Challenge
In the age of social media, the ability to quickly triage and handle a large volume of incoming customer enquiries is crucial for any large organisation.
Our client asked us to help them to recognise and classify emotive content into categories such as “happy”, “angry” and “worry” in order to help them to prioritise incoming customer enquiries and prevent escalating complaints and customer churn.
Further complicating things, the incoming enquiries were in the Austrian dialect of German.
Solution
Filament initially investigated whether any existing “software-as-a-service” emotion classification APIs such as those provided by IBM, Microsoft and Google were appropriate for the task. We found that most of the APIs did not support Austrian german and eventually opted to train our own model.

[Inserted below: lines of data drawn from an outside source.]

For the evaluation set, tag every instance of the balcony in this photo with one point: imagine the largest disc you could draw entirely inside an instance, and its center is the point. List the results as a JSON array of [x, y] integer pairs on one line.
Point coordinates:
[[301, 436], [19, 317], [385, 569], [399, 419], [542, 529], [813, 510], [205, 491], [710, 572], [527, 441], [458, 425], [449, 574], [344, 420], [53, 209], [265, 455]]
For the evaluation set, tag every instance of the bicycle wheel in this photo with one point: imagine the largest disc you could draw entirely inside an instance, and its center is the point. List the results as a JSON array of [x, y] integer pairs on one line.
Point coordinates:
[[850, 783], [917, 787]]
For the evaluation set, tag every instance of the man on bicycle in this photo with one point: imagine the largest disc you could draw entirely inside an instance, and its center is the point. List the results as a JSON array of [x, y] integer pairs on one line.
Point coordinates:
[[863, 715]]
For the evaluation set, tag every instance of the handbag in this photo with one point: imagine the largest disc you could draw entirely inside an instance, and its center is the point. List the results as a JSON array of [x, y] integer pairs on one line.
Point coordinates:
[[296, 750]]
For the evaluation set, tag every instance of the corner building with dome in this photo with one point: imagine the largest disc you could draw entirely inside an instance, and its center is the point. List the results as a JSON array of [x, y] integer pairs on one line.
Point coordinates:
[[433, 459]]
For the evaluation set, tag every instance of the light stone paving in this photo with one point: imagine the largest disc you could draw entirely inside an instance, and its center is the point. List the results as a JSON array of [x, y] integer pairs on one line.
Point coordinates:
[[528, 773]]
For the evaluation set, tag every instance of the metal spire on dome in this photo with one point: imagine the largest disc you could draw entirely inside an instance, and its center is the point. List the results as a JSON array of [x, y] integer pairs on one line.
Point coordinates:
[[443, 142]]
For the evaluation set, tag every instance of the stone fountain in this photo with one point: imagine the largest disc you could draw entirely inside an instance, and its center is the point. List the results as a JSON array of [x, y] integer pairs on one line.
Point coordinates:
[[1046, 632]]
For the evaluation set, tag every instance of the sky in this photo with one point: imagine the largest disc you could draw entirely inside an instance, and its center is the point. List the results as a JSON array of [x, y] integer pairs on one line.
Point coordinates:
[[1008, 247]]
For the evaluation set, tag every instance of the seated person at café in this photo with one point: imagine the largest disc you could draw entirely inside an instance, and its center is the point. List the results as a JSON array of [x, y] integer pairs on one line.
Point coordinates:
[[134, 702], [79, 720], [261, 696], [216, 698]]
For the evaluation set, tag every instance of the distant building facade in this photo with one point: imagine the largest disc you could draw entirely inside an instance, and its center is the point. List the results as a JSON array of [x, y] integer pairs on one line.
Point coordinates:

A small number of utterances were provided by the client to validate our model. However, a large amount of annotated data was required to train a new model. We worked closely with the client and a German crowd annotation company to get over 10,000 examples of emotive customer enquires annotated and used best practices for obtaining inter-annotator-agreement in order to make sure that our training data was consistent.
We then trained a recurrent-neural model to encode the customer enquiries word-by-word and generate an emotion output. We were able to obtain 75% accuracy across 4 classes of emotion.
We worked with the client to productionise and deploy our emotion model as a REST API that they could integrate with their chat platform in order to handle emotion detection and triage in live customer chat sessions.
The initial data study was completed over 8 weeks
The production system was built over 24 weeks.